What should you actually know?
If you're experiencing unexplained itching during perimenopause, the estrogen-skin connection is a real and underdiagnosed phenomenon worth discussing with a provider. Generalized pruritus is listed in clinical menopause guidelines, including those from the Menopause Society (formerly NAMS), as a symptom that can respond to systemic estrogen therapy.
That said, a week-long resolution of ear itching after starting testosterone is not a documented clinical outcome. If you're seeking testosterone therapy specifically for itch relief, you're working from social media community data, not clinical trial data. Testosterone therapy in women does have evidence for libido, energy, and some musculoskeletal benefits (Davis et al., 2019, The Lancet Diabetes and Endocrinology), but pruritus is not a primary studied indication.

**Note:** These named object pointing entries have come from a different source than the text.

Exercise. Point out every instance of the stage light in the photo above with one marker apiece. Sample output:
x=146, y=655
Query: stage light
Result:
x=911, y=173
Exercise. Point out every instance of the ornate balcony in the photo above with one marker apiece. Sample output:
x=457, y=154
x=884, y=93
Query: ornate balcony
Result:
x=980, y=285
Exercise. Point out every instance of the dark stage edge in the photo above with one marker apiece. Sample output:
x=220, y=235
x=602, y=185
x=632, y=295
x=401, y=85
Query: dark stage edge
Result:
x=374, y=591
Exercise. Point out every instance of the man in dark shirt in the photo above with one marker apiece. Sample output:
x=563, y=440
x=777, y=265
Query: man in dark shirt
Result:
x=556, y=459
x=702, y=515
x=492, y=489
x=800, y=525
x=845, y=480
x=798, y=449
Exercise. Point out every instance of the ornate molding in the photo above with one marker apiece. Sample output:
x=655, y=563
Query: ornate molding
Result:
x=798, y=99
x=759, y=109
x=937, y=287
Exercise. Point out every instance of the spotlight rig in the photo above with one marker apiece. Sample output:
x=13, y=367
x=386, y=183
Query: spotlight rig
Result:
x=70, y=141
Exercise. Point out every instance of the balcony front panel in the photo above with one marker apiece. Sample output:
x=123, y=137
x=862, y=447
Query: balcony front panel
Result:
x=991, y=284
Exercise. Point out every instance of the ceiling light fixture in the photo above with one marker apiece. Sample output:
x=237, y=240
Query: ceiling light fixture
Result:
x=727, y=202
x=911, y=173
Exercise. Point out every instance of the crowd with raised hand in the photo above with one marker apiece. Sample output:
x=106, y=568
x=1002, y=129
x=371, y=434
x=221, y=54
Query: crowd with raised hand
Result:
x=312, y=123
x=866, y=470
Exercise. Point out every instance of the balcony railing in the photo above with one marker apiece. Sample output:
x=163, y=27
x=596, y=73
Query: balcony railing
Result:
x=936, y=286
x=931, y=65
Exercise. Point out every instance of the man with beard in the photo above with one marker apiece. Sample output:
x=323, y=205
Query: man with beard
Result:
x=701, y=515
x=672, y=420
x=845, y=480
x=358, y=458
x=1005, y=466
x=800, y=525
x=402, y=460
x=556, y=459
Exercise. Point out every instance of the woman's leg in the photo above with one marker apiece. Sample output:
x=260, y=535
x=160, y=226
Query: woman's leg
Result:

Persistent unexplained itching, especially in ears, warrants a dermatology or ENT evaluation before attributing it to hormones. Getting the diagnosis right matters, because a fungal infection treated with estrogen cream is just an untreated fungal infection.
Bottom line
Hill's core point, that hormone decline causes widespread skin and mucosal dryness that doctors and patients often miss, is legitimate and worth amplifying. Women do spend years and significant money on topical products for symptoms that are fundamentally hormonal. That's a real problem. But the specific testosterone-fixes-ear-itch claim is community lore, not clinical evidence, and should be treated as a hypothesis, not a conclusion.